Interesting case. Questions:
- Are the cameras sending frames with their own Panasonic ethernet MACs as well?
- Did they ever work without causing a violation?
- Have the cameras been defaulted since the violations?
- Do you have the Cisco Sticky Mac configuration set to shut the port down on violation?
One thing you could try is setting the switch to not shutdown the port but just deny and log the violations, just temporarily. That way you would be able to see if its just on boot-up and/or how frequent the packets are being sent out.
If you can put the camera on an isolated test network with just a PC then you could run wireshark on the PC and see what protocols and messages the spoofed ethernet address is sending. You may be able to get this eaiser thru the switch, but it wasn't obvious to me how to get more then the violation information you shared.

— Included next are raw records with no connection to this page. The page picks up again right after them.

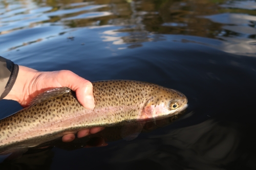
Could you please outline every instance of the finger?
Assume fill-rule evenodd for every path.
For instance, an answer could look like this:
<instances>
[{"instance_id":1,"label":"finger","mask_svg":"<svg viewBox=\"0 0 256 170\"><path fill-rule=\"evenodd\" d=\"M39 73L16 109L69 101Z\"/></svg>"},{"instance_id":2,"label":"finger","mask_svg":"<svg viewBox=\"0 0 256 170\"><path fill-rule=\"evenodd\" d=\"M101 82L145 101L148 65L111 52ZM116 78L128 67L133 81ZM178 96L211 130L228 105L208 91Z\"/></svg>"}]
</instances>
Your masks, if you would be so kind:
<instances>
[{"instance_id":1,"label":"finger","mask_svg":"<svg viewBox=\"0 0 256 170\"><path fill-rule=\"evenodd\" d=\"M91 134L96 133L97 132L99 132L100 131L102 131L104 129L105 129L105 128L103 128L103 127L100 127L100 128L99 128L99 127L93 128L92 128L92 129L90 129L90 133Z\"/></svg>"},{"instance_id":2,"label":"finger","mask_svg":"<svg viewBox=\"0 0 256 170\"><path fill-rule=\"evenodd\" d=\"M62 87L68 87L76 92L78 102L85 108L95 107L92 83L69 70L59 71L58 81Z\"/></svg>"},{"instance_id":3,"label":"finger","mask_svg":"<svg viewBox=\"0 0 256 170\"><path fill-rule=\"evenodd\" d=\"M69 142L74 140L75 138L75 135L73 133L68 134L62 136L62 141L64 142Z\"/></svg>"},{"instance_id":4,"label":"finger","mask_svg":"<svg viewBox=\"0 0 256 170\"><path fill-rule=\"evenodd\" d=\"M84 129L79 131L77 133L77 137L80 138L90 135L90 129Z\"/></svg>"}]
</instances>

Going further, if you could enable telnet or ssh on panosonic camera, you should be able to track down the actual process that is spoofing using tcpdump and netstat etc.
btw, I HAVE actually seen cameras use more than one ethernet address breifly during boot (and not just on dual wired/wireless cameras). Both an Axis camera I have and an Everfocus one start out with a different MAC for just a few seconds before switching to the 'real' one on the label.
That said, the MAC addresses always have the same OUI, so this seems different.
Finally, OUI 00:00:40 is really ancient, it's actually the 65th OUI ever issued; the first ten went right to Xerox (surprise), and Applicon went out of business long before the camera was ever made.
Super long shot: Applicon's assets eventually ended up being owned by Siemens AG. So its possible that they sold it or are using it themselves.